There’s only one thing you really need. “The one absolute necessity is patience,” said Dr. Jackie Faherty, Senior Scientist and Senior Education Manager jointly in the Department of Astrophysics and the Department of Education at the American Museum of Natural History. “People expect to walk outside or look out their window and just see the sky alight with meteors flying around—that is just not how it works.”
“Even when we get numbers like 60 to 80 an hour, that’s an average, so the longer you wait the better chance you have of catching an absolutely core-shaking fireball that can run across your sky,” she said. “You just can’t predict when they’re going to happen.”
So go outside and wait 15 minutes for your eyes to dark-adapt, get yourself to somewhere that you can see as much of the night sky as possible, and where there are no artificial lights in your direct line of sight.
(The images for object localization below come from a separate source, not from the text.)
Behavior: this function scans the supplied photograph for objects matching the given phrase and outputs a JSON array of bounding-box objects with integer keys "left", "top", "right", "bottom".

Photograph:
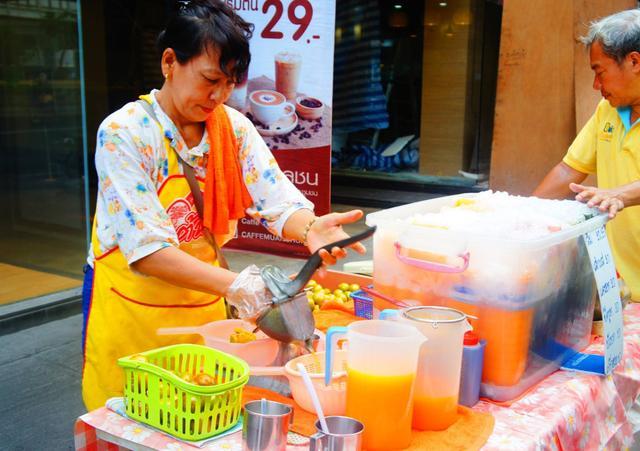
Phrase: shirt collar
[
  {"left": 616, "top": 106, "right": 639, "bottom": 132},
  {"left": 149, "top": 90, "right": 210, "bottom": 159}
]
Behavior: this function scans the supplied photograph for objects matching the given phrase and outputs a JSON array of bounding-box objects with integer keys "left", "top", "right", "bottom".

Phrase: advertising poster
[{"left": 224, "top": 0, "right": 336, "bottom": 257}]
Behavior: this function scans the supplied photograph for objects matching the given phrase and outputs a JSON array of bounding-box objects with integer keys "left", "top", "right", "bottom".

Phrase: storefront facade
[{"left": 0, "top": 0, "right": 629, "bottom": 307}]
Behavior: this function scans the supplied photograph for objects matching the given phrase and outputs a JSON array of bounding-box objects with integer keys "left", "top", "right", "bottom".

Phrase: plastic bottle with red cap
[{"left": 459, "top": 331, "right": 486, "bottom": 407}]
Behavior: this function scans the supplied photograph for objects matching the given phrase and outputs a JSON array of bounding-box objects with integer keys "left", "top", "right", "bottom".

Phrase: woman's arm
[
  {"left": 130, "top": 246, "right": 236, "bottom": 296},
  {"left": 131, "top": 247, "right": 271, "bottom": 318}
]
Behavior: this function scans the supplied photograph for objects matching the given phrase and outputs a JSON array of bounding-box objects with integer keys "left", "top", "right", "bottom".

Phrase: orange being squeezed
[
  {"left": 413, "top": 394, "right": 459, "bottom": 430},
  {"left": 345, "top": 367, "right": 415, "bottom": 450}
]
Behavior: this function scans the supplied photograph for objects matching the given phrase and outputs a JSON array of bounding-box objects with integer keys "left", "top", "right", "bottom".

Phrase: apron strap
[{"left": 136, "top": 99, "right": 230, "bottom": 270}]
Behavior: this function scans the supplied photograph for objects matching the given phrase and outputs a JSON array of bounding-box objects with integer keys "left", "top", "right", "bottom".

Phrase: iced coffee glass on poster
[{"left": 275, "top": 51, "right": 302, "bottom": 100}]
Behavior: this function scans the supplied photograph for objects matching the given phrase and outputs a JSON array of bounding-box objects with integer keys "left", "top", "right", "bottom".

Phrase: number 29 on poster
[{"left": 261, "top": 0, "right": 314, "bottom": 41}]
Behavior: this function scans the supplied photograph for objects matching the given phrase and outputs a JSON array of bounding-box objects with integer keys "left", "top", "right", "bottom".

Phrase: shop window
[{"left": 332, "top": 0, "right": 501, "bottom": 187}]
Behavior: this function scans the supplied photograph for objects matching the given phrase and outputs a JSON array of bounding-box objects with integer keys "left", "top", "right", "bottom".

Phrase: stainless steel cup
[
  {"left": 309, "top": 416, "right": 364, "bottom": 451},
  {"left": 242, "top": 400, "right": 293, "bottom": 451}
]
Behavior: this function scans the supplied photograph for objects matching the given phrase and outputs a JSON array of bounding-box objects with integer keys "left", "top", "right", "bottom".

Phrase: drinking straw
[
  {"left": 361, "top": 286, "right": 411, "bottom": 308},
  {"left": 297, "top": 363, "right": 329, "bottom": 433}
]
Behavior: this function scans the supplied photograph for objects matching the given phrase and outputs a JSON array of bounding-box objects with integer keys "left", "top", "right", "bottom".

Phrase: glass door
[{"left": 0, "top": 0, "right": 87, "bottom": 305}]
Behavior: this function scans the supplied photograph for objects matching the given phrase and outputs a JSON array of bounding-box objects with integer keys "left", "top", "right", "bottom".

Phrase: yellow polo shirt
[{"left": 564, "top": 99, "right": 640, "bottom": 301}]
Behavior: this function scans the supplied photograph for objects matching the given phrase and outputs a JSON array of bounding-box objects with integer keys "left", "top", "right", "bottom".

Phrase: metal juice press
[{"left": 255, "top": 226, "right": 377, "bottom": 350}]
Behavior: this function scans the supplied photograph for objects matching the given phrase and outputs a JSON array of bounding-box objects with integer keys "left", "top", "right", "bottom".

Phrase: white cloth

The roof of an apartment block in a city is good.
“As somebody that’s lived in metropolitan area that’s how I’ve watched them for the majority of my adult life—I just go up to a roof and I sit there and watch, and I wait two to three hours,” said Faherty. “Think of it like a Netflix serial—you’re out binge-watching meteors for hours, not quickly running outside to take a look.
Specks of dust
While you’re outside dedicated your evening to seeing Perseids, just remember the science. “We call them shooting stars when we’re being cute around children,” said Faherty. “But they’re really just specks of dust that are burning up in Earth’s atmosphere.”
Wishing you clear skies and wide eyes.